Legislation must change for workplace PTSD, says Yukon flight nurse
'The onus was on me to ... get the diagnosis as well as link that diagnosis to my occupation,' says Steve Hahn
Steve Hahn can pinpoint the moment he realized he was not well, and needed help.
It was Sept. 5, 2011. He was on his way to work in Whitehorse, as a medevac flight nurse. He was sleep deprived and emotionally exhausted. Sitting in his truck, he began to sweat and shake uncontrollably from fear.
"I felt that I couldn't get out of my truck. I was suicidal and I really didn't know why," he recalled.
He called in sick and went to hospital and, there, began a years-long journey back to health. Hahn was eventually diagnosed with post traumatic stress disorder (PTSD), a condition he acquired while working as a critical care flight nurse.
"You're dealing with people, with emotions and people having the worst day of their lives — over and over and over again," he explained.
"You eat, live and breathe the previous calls and experiences, in high fidelity ... It invades both your home life as well as your recreation life and, of course, also your sleep."
Hahn is speaking out about his experiences and recovery, to convince Yukon MLAs to amend the Yukon Workers' Compensation Act to include presumptive provisions for PTSD. That would mean workers diagnosed with PTSD would not need to defend that their illness is work-related, in order to be covered by the Act's provisions.
The Yukon government has pledged to introduce such legislation, this fall, to cover first responders, but the NDP is pushing for it to cover all workers.
"While some work situations and some workers are more likely to be exposed to traumatic events that can lead to PTSD, it can happen to all workers and it can happen in all workplaces," NDP leader Liz Hanson said in the legislature, last week.
Hahn agrees. He doesn't want anybody to have to go through what he did, in order to get help and eventually get back to work.
Hahn can recall many experiences working as a flight nurse in the North that left him traumatized.
He's had to "aggressively sedate" patients suffering psychotic episodes. In Nunavut, as a solo medevac worker, he had to treat patients "while one of the pilots came back to hold the patients down."
One trying experience that he vividly remembers happened on a medevac flight to Yellowknife. The plane had picked up a woman in Pelly Bay who was in labour, with a footling breach — a baby coming out feet-first.
"I was the single air medical crew at the time, and so essentially I had to hold, as it were, the infant inside the cavity for three hours in the middle of the night, all the way back to Yellowknife — no help, no assistance.
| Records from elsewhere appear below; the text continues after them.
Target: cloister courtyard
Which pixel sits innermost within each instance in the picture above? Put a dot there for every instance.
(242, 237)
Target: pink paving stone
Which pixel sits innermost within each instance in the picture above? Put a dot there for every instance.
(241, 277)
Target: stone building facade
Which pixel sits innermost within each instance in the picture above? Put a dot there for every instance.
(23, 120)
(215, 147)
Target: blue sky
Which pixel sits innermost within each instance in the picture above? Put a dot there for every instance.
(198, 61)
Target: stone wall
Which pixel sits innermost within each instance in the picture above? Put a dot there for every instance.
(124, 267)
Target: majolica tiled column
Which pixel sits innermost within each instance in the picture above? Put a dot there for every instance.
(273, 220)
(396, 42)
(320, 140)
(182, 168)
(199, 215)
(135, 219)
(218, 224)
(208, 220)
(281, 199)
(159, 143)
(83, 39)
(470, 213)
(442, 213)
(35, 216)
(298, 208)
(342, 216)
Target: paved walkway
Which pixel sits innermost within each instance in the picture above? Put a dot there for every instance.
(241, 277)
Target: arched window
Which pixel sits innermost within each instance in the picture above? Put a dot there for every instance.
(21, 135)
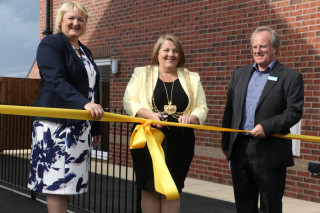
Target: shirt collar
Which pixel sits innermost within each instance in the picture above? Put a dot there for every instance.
(269, 68)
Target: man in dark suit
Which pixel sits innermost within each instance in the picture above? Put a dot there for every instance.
(264, 98)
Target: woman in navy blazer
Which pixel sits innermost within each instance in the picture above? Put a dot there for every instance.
(69, 79)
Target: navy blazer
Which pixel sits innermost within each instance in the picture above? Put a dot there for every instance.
(278, 109)
(64, 79)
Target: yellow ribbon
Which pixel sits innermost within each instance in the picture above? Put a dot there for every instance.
(163, 181)
(143, 134)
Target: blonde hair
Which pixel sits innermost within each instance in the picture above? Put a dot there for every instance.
(66, 7)
(159, 43)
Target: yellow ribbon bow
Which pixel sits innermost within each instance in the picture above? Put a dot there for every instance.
(145, 134)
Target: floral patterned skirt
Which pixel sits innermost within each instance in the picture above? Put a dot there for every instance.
(60, 157)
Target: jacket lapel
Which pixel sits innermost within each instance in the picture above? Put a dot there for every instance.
(73, 53)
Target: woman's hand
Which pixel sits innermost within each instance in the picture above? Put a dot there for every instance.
(96, 139)
(192, 119)
(95, 109)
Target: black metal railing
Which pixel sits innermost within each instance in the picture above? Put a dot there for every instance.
(111, 187)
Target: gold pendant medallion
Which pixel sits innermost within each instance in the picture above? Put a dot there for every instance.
(170, 109)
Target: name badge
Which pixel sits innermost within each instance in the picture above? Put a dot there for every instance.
(272, 78)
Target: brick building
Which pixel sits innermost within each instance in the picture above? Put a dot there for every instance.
(215, 36)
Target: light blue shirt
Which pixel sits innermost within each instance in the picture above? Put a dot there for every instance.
(256, 85)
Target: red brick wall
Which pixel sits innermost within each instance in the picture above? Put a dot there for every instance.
(215, 36)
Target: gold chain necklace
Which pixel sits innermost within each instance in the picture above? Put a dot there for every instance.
(170, 109)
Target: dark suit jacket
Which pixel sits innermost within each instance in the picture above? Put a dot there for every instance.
(278, 109)
(64, 79)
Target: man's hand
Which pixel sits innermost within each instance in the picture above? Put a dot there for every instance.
(258, 132)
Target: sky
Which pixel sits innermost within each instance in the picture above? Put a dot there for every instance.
(19, 36)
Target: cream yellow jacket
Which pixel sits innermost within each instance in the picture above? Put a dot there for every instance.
(135, 95)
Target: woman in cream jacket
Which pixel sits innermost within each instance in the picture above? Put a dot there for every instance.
(165, 91)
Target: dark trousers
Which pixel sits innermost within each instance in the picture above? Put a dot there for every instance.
(251, 180)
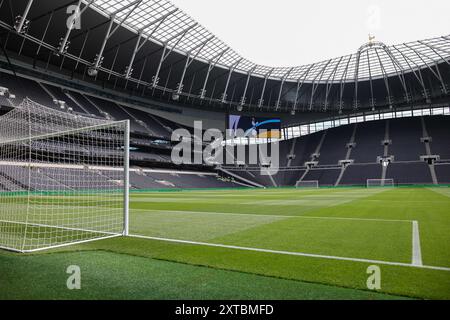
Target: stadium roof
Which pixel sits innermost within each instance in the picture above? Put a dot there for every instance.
(165, 24)
(152, 49)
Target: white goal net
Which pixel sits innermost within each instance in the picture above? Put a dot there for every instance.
(380, 183)
(63, 178)
(307, 184)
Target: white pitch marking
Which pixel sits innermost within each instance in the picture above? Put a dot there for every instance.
(416, 252)
(270, 215)
(311, 255)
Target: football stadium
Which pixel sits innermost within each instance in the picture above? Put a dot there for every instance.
(141, 157)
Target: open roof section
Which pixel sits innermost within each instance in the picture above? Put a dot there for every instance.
(168, 25)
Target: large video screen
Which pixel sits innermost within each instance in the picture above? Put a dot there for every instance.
(255, 127)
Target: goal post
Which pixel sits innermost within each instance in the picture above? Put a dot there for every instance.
(380, 183)
(307, 184)
(63, 178)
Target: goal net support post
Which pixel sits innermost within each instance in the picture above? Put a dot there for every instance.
(380, 183)
(63, 178)
(307, 184)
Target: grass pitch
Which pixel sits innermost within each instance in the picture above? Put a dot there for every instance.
(255, 243)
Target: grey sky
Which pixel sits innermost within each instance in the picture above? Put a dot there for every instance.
(296, 32)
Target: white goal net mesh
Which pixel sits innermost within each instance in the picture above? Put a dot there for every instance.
(61, 178)
(307, 184)
(380, 183)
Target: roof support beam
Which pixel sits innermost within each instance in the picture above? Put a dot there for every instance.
(315, 85)
(179, 36)
(372, 99)
(138, 46)
(19, 28)
(342, 85)
(399, 72)
(110, 31)
(261, 99)
(283, 80)
(299, 86)
(62, 47)
(212, 63)
(435, 49)
(243, 98)
(386, 81)
(437, 75)
(224, 94)
(419, 76)
(328, 85)
(189, 59)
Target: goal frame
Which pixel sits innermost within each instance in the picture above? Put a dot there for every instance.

"It gets to us. It gets to anybody."
'I was told I was just depressed'
When Hahn finally sought help, it took time and money to figure out that he suffered from PTSD, and then more time to prove that it was related to his job.
"The onus was on me to, first of all, get the diagnosis as well as link that diagnosis to my occupation. And there is the conundrum — it took me two years from the time I couldn't get out of my truck until my claim was accepted," he said.
Hahn said he had a lot of support in Yukon, but he also found a reluctance to believe that his job left him debilitated.
"I was told that I was just depressed, and that I was burnt out. And on top of that, that I was not trying hard enough to get better."
He hopes presumptive legislation for those diagnosed with PTSD will help save others from prolonged suffering. He's not sure he'll ever be "cured", but he's learning to manage and live with his condition.
"The sooner you get treatment, the sooner that you're on the road to recovery," he says.